So the Linn County Board of Supervisors, all but one, proved me wrong. They didn’t understand what’s at stake.
But I was hardly surprised as I watched the County Compensation Board vote to freeze supervisor pay at $87,622. That’s what four out of five supervisors wanted. And it proved once again that in Iowa, when elected officials say “jump,” most county compensation board members ask only “how high?”
Oh, some tried. Board member David O’Brien tried to force the supervisors to live up to last year’s broken pre-election promise to cut their salary to $70,000. New Supervisor Ben Rogers argued in favor of the cut, insisting that to do otherwise would be breaking faith with hoodwinked voters. But O’Brien was the only one who voted for his motion.
Business owner Mary Quass argued for a reasonable 10 percent cut. But she was also outvoted.
So the freeze prevailed, as expected. But there was still some drama.
It’s too bad Oscar nominations are already settled, because the academy should have seen Supervisor Linda Langston’s heartfelt but tardy mea culpa. She stood up to take responsibility for last year’s cynical salary bait and switch. “I will personally take the hit,” Langston told the board. How courageous, was the reply.

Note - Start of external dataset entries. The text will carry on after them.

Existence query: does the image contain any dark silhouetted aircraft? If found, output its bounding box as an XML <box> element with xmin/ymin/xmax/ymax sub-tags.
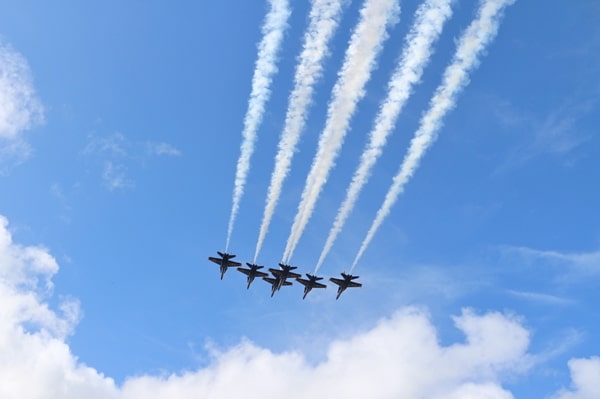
<box><xmin>329</xmin><ymin>272</ymin><xmax>362</xmax><ymax>299</ymax></box>
<box><xmin>208</xmin><ymin>251</ymin><xmax>242</xmax><ymax>280</ymax></box>
<box><xmin>238</xmin><ymin>262</ymin><xmax>269</xmax><ymax>289</ymax></box>
<box><xmin>296</xmin><ymin>273</ymin><xmax>327</xmax><ymax>299</ymax></box>
<box><xmin>263</xmin><ymin>263</ymin><xmax>300</xmax><ymax>296</ymax></box>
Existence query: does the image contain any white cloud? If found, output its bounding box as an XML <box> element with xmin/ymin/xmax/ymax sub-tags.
<box><xmin>0</xmin><ymin>39</ymin><xmax>44</xmax><ymax>174</ymax></box>
<box><xmin>146</xmin><ymin>141</ymin><xmax>181</xmax><ymax>157</ymax></box>
<box><xmin>552</xmin><ymin>357</ymin><xmax>600</xmax><ymax>399</ymax></box>
<box><xmin>0</xmin><ymin>215</ymin><xmax>118</xmax><ymax>399</ymax></box>
<box><xmin>0</xmin><ymin>41</ymin><xmax>43</xmax><ymax>139</ymax></box>
<box><xmin>508</xmin><ymin>290</ymin><xmax>575</xmax><ymax>305</ymax></box>
<box><xmin>0</xmin><ymin>212</ymin><xmax>600</xmax><ymax>399</ymax></box>
<box><xmin>82</xmin><ymin>132</ymin><xmax>181</xmax><ymax>191</ymax></box>
<box><xmin>505</xmin><ymin>247</ymin><xmax>600</xmax><ymax>275</ymax></box>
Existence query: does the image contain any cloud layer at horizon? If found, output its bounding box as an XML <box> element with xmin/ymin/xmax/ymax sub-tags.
<box><xmin>0</xmin><ymin>216</ymin><xmax>600</xmax><ymax>399</ymax></box>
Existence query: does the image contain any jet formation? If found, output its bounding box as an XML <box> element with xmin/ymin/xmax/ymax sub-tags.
<box><xmin>208</xmin><ymin>251</ymin><xmax>362</xmax><ymax>300</ymax></box>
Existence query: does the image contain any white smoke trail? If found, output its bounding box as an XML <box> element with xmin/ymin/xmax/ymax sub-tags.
<box><xmin>254</xmin><ymin>0</ymin><xmax>342</xmax><ymax>263</ymax></box>
<box><xmin>315</xmin><ymin>0</ymin><xmax>453</xmax><ymax>273</ymax></box>
<box><xmin>283</xmin><ymin>0</ymin><xmax>400</xmax><ymax>262</ymax></box>
<box><xmin>225</xmin><ymin>0</ymin><xmax>291</xmax><ymax>250</ymax></box>
<box><xmin>350</xmin><ymin>0</ymin><xmax>515</xmax><ymax>272</ymax></box>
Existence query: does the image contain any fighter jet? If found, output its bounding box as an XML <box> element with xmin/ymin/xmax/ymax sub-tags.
<box><xmin>263</xmin><ymin>263</ymin><xmax>300</xmax><ymax>297</ymax></box>
<box><xmin>208</xmin><ymin>251</ymin><xmax>242</xmax><ymax>280</ymax></box>
<box><xmin>329</xmin><ymin>272</ymin><xmax>362</xmax><ymax>300</ymax></box>
<box><xmin>296</xmin><ymin>273</ymin><xmax>327</xmax><ymax>299</ymax></box>
<box><xmin>238</xmin><ymin>262</ymin><xmax>269</xmax><ymax>289</ymax></box>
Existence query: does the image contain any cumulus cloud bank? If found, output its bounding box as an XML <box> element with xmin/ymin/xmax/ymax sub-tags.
<box><xmin>0</xmin><ymin>216</ymin><xmax>600</xmax><ymax>399</ymax></box>
<box><xmin>552</xmin><ymin>357</ymin><xmax>600</xmax><ymax>399</ymax></box>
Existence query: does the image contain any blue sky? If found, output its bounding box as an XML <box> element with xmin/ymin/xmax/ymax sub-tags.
<box><xmin>0</xmin><ymin>0</ymin><xmax>600</xmax><ymax>399</ymax></box>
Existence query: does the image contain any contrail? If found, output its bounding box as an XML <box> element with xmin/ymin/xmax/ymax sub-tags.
<box><xmin>283</xmin><ymin>0</ymin><xmax>400</xmax><ymax>262</ymax></box>
<box><xmin>350</xmin><ymin>0</ymin><xmax>515</xmax><ymax>272</ymax></box>
<box><xmin>315</xmin><ymin>0</ymin><xmax>453</xmax><ymax>273</ymax></box>
<box><xmin>254</xmin><ymin>0</ymin><xmax>342</xmax><ymax>263</ymax></box>
<box><xmin>225</xmin><ymin>0</ymin><xmax>291</xmax><ymax>250</ymax></box>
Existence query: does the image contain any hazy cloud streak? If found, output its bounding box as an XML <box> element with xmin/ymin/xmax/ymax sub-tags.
<box><xmin>315</xmin><ymin>0</ymin><xmax>452</xmax><ymax>273</ymax></box>
<box><xmin>225</xmin><ymin>0</ymin><xmax>291</xmax><ymax>249</ymax></box>
<box><xmin>351</xmin><ymin>0</ymin><xmax>515</xmax><ymax>270</ymax></box>
<box><xmin>0</xmin><ymin>39</ymin><xmax>44</xmax><ymax>175</ymax></box>
<box><xmin>283</xmin><ymin>0</ymin><xmax>400</xmax><ymax>262</ymax></box>
<box><xmin>254</xmin><ymin>0</ymin><xmax>342</xmax><ymax>263</ymax></box>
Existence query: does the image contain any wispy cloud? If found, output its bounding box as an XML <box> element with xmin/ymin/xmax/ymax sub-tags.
<box><xmin>0</xmin><ymin>38</ymin><xmax>44</xmax><ymax>174</ymax></box>
<box><xmin>494</xmin><ymin>99</ymin><xmax>597</xmax><ymax>174</ymax></box>
<box><xmin>102</xmin><ymin>161</ymin><xmax>135</xmax><ymax>191</ymax></box>
<box><xmin>225</xmin><ymin>0</ymin><xmax>291</xmax><ymax>250</ymax></box>
<box><xmin>82</xmin><ymin>132</ymin><xmax>181</xmax><ymax>191</ymax></box>
<box><xmin>254</xmin><ymin>0</ymin><xmax>342</xmax><ymax>263</ymax></box>
<box><xmin>315</xmin><ymin>0</ymin><xmax>452</xmax><ymax>273</ymax></box>
<box><xmin>351</xmin><ymin>0</ymin><xmax>515</xmax><ymax>269</ymax></box>
<box><xmin>503</xmin><ymin>247</ymin><xmax>600</xmax><ymax>276</ymax></box>
<box><xmin>507</xmin><ymin>290</ymin><xmax>575</xmax><ymax>306</ymax></box>
<box><xmin>146</xmin><ymin>142</ymin><xmax>181</xmax><ymax>157</ymax></box>
<box><xmin>283</xmin><ymin>0</ymin><xmax>400</xmax><ymax>262</ymax></box>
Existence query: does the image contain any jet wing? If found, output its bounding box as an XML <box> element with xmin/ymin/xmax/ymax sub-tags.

I like her, I really like her, but the apologetic performance would have been more believable in, say, October. I give it two thumbs down.
We heard a lot about how the supervisors deserve their paycheck. There were reams of figures and comparisons to other counties and talk of how you can’t shortchange the captains of a $100 million enterprise.
And a freeze truly represents sacrifice in tough times. That must sound pretty funny to people without jobs or homes.
But some calculations were missing. How about this: supervisors made $61,872 in Fiscal 2000, according to the Iowa State Association of Counties. So between 2000 and 2009, supervisor pay rose about 41 percent.
Between 2000 and 2007, the latest number available, median household income in Linn County grew from $48,597 to $53,076, or just more than 9 percent. Supervisor pay grew 4 times faster.
Walking away from the poker table with the jackpot is a pretty sweet brand of sacrifice. Deal me in.
Also missing was the value of public good will. Every elected official carries an invisible bag of good will, or what President Bush famously called “political capital.”
Expanding the bag is important. That’s because, someday, you’ll have to spend some of that capital doing something tough that people don’t like. The majority of our supervisors just sold a big chunk of good will for $17,000bucks.
That’s hardly the kind of shrewd deal making you’d expect from the captains of a $100 million enterprise.
And, boy, do the supervisors need political capital.
They’re asking voters next month for a sales tax increase. If a new county office building is needed, they’ll probably have to ask voters someday to issue bonds. But how damaged, now, is the county’s brand? They may get left holding their empty bags.
Sure, the supervisors got $87,622. Now they have to start paying for it.